As humans we have a myriad of obligations to other humans that are born of our human nature. They are not social constructions, such as for example, if I see flashing lights in my rear view mirror, I will pull over and await the officer’s approach, at which point I will be asked to present my driver’s license and auto insurance. I will comply with the instructions because it is required by law to do so in my country and also because I dont want to go to jail or get tased if I resist arrest.
But what is not a social construction is my inborn obligation to heed the summons of the chief of my people, be he a governor, president, king, or literal tribal chief in a bronze bull-horned helmet. Like the individual and the human family, the people (however they may be constituted or whatever customs they may practice) is a product of our human nature, and like the family serves a purpose.
The people are a naturally occurring alliance between families for mutual aid and protection. At all times virtually everyone is a member of a people and subject to its laws, customs, mores, traditions, etc. Hermits living off-grid are few and far between, after all. What security an individual or family enjoys is dependent to a large extent on the strength and influence of their people.

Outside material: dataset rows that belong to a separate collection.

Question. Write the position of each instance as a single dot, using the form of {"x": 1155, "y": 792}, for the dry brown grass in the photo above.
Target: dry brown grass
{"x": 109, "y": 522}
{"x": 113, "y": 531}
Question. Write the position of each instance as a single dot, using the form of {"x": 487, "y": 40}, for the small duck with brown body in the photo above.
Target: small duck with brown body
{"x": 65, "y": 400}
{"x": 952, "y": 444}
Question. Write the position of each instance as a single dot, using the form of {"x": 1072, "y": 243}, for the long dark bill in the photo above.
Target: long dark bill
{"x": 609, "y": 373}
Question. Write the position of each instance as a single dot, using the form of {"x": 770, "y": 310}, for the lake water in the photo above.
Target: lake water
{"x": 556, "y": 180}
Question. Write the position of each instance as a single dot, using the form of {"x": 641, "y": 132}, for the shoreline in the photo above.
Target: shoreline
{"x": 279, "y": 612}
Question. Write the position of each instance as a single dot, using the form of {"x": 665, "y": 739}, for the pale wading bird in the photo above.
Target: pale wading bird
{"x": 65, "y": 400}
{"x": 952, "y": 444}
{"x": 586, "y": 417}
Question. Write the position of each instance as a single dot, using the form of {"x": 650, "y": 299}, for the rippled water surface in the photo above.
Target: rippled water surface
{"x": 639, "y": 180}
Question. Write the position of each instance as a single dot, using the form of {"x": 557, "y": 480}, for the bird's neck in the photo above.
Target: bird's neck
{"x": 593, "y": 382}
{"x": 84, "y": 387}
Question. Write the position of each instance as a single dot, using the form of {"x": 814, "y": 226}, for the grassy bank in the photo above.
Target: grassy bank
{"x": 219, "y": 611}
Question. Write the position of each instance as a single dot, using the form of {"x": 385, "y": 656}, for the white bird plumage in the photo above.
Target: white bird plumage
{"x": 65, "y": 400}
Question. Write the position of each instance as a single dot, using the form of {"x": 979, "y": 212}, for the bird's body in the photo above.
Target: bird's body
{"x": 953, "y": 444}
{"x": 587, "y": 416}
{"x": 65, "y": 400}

Just as women understand instinctively that it is they that produce the human nest, men understand instinctively that they must come to each other’s aid when the people are threatened. Likewise men understand that failure to do so could threaten their, and more importantly their family’s place within the tribe, and thus their security.
So when the bells peal and the King cries ‘We are under attack! To arms! To the walls!’ the men must go, regardless of their fear or own self-interest.